Guerra Ucraina civili uccisi Foto di Ronaldo Schemidt / Ansa

Mosca avrebbe comunicato all’Italia la morte di 11 foreign fighters di origini italiane nel conflitto in Ucraina

A due mesi esatti dall’inizio della guerra in Ucraina la pace sembra ancora lontana, ammesso che si possa ancora raggiungere. Un’incertezza pagata con l’alto prezzo in vite umana che hanno pagato entrambe le parti in causa. Non solo russi e ucraini hanno trovato la morte nel conflitto, ma anche militari, mercenari e volontari arrivati da altre nazioni. Secondo quanto riporta “Il Corriere della Sera”, Mosca avrebbe comunicato all’Italia la morte di 11 foreign fighters italiani rimasti uccisi sul campo di battaglia in Ucraina durante operazioni contro le forze russe.

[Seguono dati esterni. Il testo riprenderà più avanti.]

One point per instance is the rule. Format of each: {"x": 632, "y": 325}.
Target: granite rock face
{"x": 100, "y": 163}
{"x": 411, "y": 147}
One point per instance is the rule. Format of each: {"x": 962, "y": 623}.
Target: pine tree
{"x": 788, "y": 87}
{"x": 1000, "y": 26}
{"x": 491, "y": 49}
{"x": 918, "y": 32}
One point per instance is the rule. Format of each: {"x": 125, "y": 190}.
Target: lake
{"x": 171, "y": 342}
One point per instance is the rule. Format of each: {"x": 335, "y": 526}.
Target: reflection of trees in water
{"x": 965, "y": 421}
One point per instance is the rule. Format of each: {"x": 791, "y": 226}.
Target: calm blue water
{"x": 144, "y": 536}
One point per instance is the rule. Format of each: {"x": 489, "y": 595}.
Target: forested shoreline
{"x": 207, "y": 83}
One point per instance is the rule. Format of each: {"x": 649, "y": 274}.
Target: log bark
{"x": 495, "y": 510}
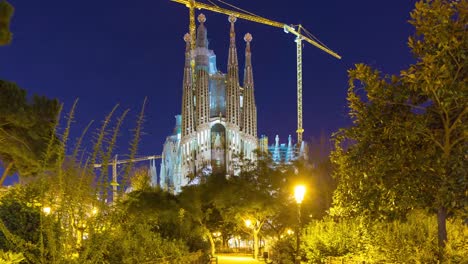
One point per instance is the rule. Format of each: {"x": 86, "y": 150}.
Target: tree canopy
{"x": 407, "y": 146}
{"x": 27, "y": 130}
{"x": 6, "y": 12}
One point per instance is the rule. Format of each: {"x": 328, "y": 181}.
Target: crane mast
{"x": 192, "y": 4}
{"x": 114, "y": 164}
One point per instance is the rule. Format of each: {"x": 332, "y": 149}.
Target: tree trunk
{"x": 442, "y": 229}
{"x": 255, "y": 244}
{"x": 5, "y": 173}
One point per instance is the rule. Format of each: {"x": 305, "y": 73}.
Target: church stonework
{"x": 219, "y": 117}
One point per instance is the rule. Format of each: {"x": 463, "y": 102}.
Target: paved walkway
{"x": 237, "y": 259}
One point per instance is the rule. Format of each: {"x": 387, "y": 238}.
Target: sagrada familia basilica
{"x": 219, "y": 116}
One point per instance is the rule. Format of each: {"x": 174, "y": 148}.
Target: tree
{"x": 407, "y": 146}
{"x": 199, "y": 203}
{"x": 27, "y": 131}
{"x": 6, "y": 12}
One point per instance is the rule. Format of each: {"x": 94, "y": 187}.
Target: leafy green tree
{"x": 199, "y": 203}
{"x": 407, "y": 146}
{"x": 6, "y": 12}
{"x": 27, "y": 130}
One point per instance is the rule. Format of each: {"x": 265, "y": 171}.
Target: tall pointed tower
{"x": 218, "y": 122}
{"x": 188, "y": 115}
{"x": 232, "y": 89}
{"x": 249, "y": 108}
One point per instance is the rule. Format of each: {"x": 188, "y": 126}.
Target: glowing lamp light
{"x": 94, "y": 211}
{"x": 299, "y": 192}
{"x": 46, "y": 210}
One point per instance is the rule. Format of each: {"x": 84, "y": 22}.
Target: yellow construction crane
{"x": 114, "y": 164}
{"x": 192, "y": 5}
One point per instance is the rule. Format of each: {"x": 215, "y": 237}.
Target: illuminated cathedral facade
{"x": 219, "y": 116}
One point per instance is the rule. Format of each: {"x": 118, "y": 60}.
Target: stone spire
{"x": 249, "y": 121}
{"x": 232, "y": 83}
{"x": 202, "y": 39}
{"x": 202, "y": 102}
{"x": 188, "y": 118}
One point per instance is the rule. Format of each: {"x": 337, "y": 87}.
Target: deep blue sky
{"x": 107, "y": 52}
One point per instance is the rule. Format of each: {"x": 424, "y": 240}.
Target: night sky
{"x": 117, "y": 52}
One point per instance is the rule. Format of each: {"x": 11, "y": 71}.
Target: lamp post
{"x": 248, "y": 224}
{"x": 299, "y": 192}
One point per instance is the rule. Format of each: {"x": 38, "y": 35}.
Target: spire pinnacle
{"x": 202, "y": 40}
{"x": 248, "y": 38}
{"x": 201, "y": 18}
{"x": 232, "y": 19}
{"x": 187, "y": 40}
{"x": 248, "y": 75}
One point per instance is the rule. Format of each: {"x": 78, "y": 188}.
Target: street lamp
{"x": 248, "y": 224}
{"x": 299, "y": 192}
{"x": 46, "y": 210}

Farebbero parte di un’unità di 60 “mercenari” connazionali schierati con Kiev, 10 dei quali già rientrati in patria. Non si conosce nè l’identità dei deceduti, ne le località in cui avrebbero perso la vita. Tali notizie non hanno ancora trovato alcuna conferma dalle autorità italiane. Fino a oggi, l’unica morte confermata è quella di Edy Ongaro, 46enne veneziano rimasto ucciso alla fine di marzo da una bomba a mano mentre combatteva con le milizie separatiste filo-russe del Donbass.